What is David Cameron so scared of? It might be the UK banks

By Carlos Díaz Güell, in Madrid | The deadline is January 20 for EU financial entities to submit to the European regulator their specific plans to comply with the capital demands determined by the European Banking Authority (EBA). For the Spanish entities, this demand amounts to €26bn, an amount that does not take into account certain peculiarities of the Spanish financial system such as the convertible bonds which amount to almost €10bn.

The European regulator, for calculation purposes, considers as valid core T1 capital convertible bonds that have conversions dates before October 2012. As a result, La Caixa and BBVA are the best positioned entities while Popular and Bankia are at the opposite end of the list.

In Santander’s case, with the already adopted measures such as the proposal to swap preferred shares for ordinary ones, the sale of participations in Santander Colombia and Chile, the sale of 7.8 % of Ahorro Corporación Financiera S.V. and, taking into consideration its €7bn in convertibles, the capital needed to meet EBA requirements is considerably reduced and can be covered via retained profits.

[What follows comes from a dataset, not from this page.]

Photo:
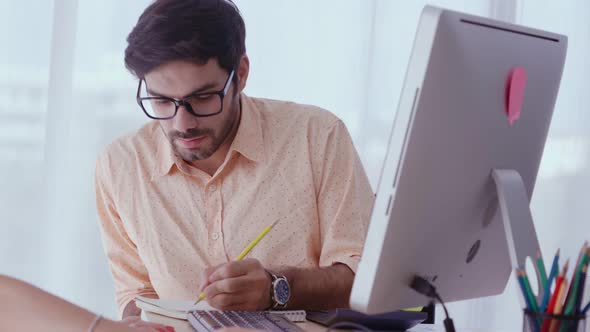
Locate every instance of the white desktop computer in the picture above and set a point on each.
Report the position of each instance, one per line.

In no case is it expected that the entities affected have any problem in meeting the requirements.

According to the EBA, it is the United Kingdom’s entities that are in the greatest need of core capital and it could be for this reason that its prime minister rejected the agreements of the Brussels summit. It is not in vain that the Bank of England in its last Financial Stability Report acknowledges in the short term a considerable elevation in risk for the financial stability of the United Kingdom.

Sovereign debt tension and their impact on the banking sector coupled with the deterioration of the perspectives for economic growth have increased considerably the probability that some financial event in the short term affect negatively financial stability.

British financial entities have been mainly affected by two factors. On the one hand, due to their high exposure to transnational assets on their balance sheets, their quality has been damaged by the evolution of European continental markets. Of this exposure, £15bn correspond to peripheral countries’ public debt, which represents 10% of core capital. On the other hand, due to the fact that one third of the entities’ financing comes from the wholesale markets, the evolution of the markets and their aversion to risk affects the banks’ ability to obtain liquidity, too.